US to give $100M to African Union
for CAR crisis

Move comes as sectarian violence in Central African Republic continues to rage

Chadian soldiers in the African-led International Support Mission to the Central African Republic during a ceremony in Bangui on Dec. 19, 2013.
Ivan Lieman/AFP/Getty Images

The United States pledged $100 million to the African Union's assistance mission in the beleaguered Central African Republic (CAR), the State Department announced Friday.

The move comes amid warnings that the conflict, which began when Seleka rebels ousted CAR President Francois Bozize on March 24, is becoming an increasingly dire sectarian crisis between Muslim and Christian groups that has killed hundreds of people, most of them civilians.

"The United States remains deeply concerned about the horrific violence committed by armed groups against innocent civilians" in the Central African Republic, State Department spokeswoman Marie Harf said in a statement.

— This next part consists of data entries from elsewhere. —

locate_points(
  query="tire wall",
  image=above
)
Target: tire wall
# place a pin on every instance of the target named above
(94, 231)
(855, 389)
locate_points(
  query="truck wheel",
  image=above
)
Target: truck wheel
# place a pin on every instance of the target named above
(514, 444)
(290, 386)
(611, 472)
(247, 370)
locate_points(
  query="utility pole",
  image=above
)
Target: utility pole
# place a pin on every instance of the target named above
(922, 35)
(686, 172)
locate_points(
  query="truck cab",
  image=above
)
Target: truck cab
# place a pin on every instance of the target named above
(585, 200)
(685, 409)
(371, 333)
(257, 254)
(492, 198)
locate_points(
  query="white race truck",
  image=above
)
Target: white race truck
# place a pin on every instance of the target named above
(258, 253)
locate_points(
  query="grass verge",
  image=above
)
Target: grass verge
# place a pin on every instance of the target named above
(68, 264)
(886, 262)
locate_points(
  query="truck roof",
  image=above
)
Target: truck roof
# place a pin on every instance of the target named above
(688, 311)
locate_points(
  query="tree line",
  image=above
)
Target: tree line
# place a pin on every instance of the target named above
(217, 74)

The funds are to assist the African Union–led International Support Mission in the Central African Republic with nonlethal equipment and training as well as logistical and planning support, the statement said.

France hurridly sent 1,600 troops, and the African Union sent 2,500 in an attempt to stabilize the country. On Thursday, Rwandan Foreign Minister Louise Mushikiwabo on Twitter announced that Kigali would dispatch additional troops to the CAR, although she did not say when or how many will go.

This is the second monetary pledge from the U.S. to the A.U.-led CAR force in a week. On Dec. 12, the U.S. announced that it would give an additional $60 million to troop-contributing countries, including France and the A.U., in defense support, including airlifting A.U. troops into the CAR and helping train and equip them. It previously pledged $40 million to help pay for the A.U. peacekeepers.

On Sunday the CAR's interim leader, Michel Djotodia, said he was weighing amnesty for the militias involved in the violence in exchange for disarmament.

He said in a state radio address late Saturday that he had been contacted by a representative of the mainly Christian and animist militias, known as anti-balaka, who were demanding inclusion in the transitional government he leads.

"The anti-balaka sent us an emissary, and said they want to lay down their weapons and leave the bush, but they fear for their security. They gave preconditions ... They asked for an amnesty and entrance into government," Djotodia said.

Samantha Power, U.S. ambassador to the United Nations, arrived in the CAR on Thursday.